By using a switch, depending on how intelligent yoru compiler is, it may generate faster, more efficent, and more compact code.
The switch statment, as
Untergeek pointed out will translate into a jump table. While the use of GOTOs and Jumps in upper level languages has been banned and alienated since as early as 1968 (Dijkstra, so says
phraggle), you can use a switch statment to safely take advantage of the power that jumps give.
For conditional pattern matching where there are no recognizable patterns (and usually when there are), a jump pattern will do it in
O(1), while a long string of
else if()s will do it in
O(n).
The following code executes some function based on what a is.
if(a == 1) function1();
else if(a == 2) function2();
else if(a == 3) function3();
else if(a == 4 || a == 5) {
if(a == 4) function4();
function4or5();
}
In assembly, this will turn into something that looks like the following.
start: cmp [a],1 ;compare value in a with 1
jne not1 ;if previous compare was not equal,
;then set the IP to not6
...function1()...
jmp fin ;do no more compares
not1: cmp [a],2
jne not2
...function2()...
jmp fin
not2: cmp [a],3
jne not3
...function3()...
jmp fin
not3: cmp [a],4
jne not4
...function4()...
not4: cmp [a],5
jne fin
...function4or5()...
fin:
Probably more code than necessary, but I'm trying to prove a point.
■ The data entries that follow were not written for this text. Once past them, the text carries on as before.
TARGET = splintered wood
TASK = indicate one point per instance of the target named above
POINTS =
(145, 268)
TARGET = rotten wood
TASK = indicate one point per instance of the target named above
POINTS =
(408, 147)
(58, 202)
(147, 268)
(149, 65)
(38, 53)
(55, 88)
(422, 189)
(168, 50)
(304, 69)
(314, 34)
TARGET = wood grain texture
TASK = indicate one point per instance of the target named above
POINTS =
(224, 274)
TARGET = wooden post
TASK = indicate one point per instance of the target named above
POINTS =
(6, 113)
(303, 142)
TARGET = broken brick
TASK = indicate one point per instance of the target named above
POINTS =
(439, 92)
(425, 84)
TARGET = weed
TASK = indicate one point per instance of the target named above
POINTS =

Also, above, note that in the worst case,
if a were 5, and we'd have to do a default procedure, then we would have to do a comparison 5 times... if we would have 100 functions, we'd need 100 comparisons before we'd know to use the default procedure. This code has is
O(n).
Now take the following switch statement:
switch(a) {
case 1:
function1();
break;
case 2:
function2();
break;
case 3:
function3();
break;
case 4:
function4();
//falls through!
case 5:
function4or5();
}
In
C or
Java, the two chunks of code would look equivalent, but (assuming you have a dumb compiler) this could turn
into assembly like the following. If you don't get this at first,
see me after class.
jumptable dw func1,func2,func3,func4,func5
; jumptable area in data segment will be
; the beginning of 10 bytes. depending on your
; architecture, these may be in big endian.
; they reference offsets into the code segment
; where the 'goto' labels are below
mov ax,[a] ; ax = a ....... ax = 1 to 4 (hopefully)
dec ax ; ax-- ....... ax = 0 to 3
add ax,ax ; ax += ax ....... ax = 0 to 6
jmp [word ptr jumptable+bx]
; jmp effectively sets IP
; to an offset into the code segment
func1:
...function1()...
jmp fin
func2:
...function2()...
jmp fin
func3:
...function3()...
jmp fin
func4:
...function4()...
func5:
...function5()...
fin:
Look anything like your
C-style syntax? That 'case
x:' syntax in switch statements, still used in a modern language like Java came from somewhere. It wouldn't be entirely too naive to say that 'break' just jumps to the next closing bracket tied to a loop or procedure.
In our worst case above, when we had an efficiency of O(n), when looking at the assembly code generated by the switch statement, no matter what
a is, we only need 4 to execute 4
opcodes before we enter into our function
a(). By
definition, our code is efficient on the order
O(1). So use it whenever you can.
Update: A few have msged me asking to link to
Duff's Device. Crazy stuff.
Update:
ariels and a couple others have pointed out that if the ranges are a lot greater, then translating into a jump table may not be feasable.
YMMV.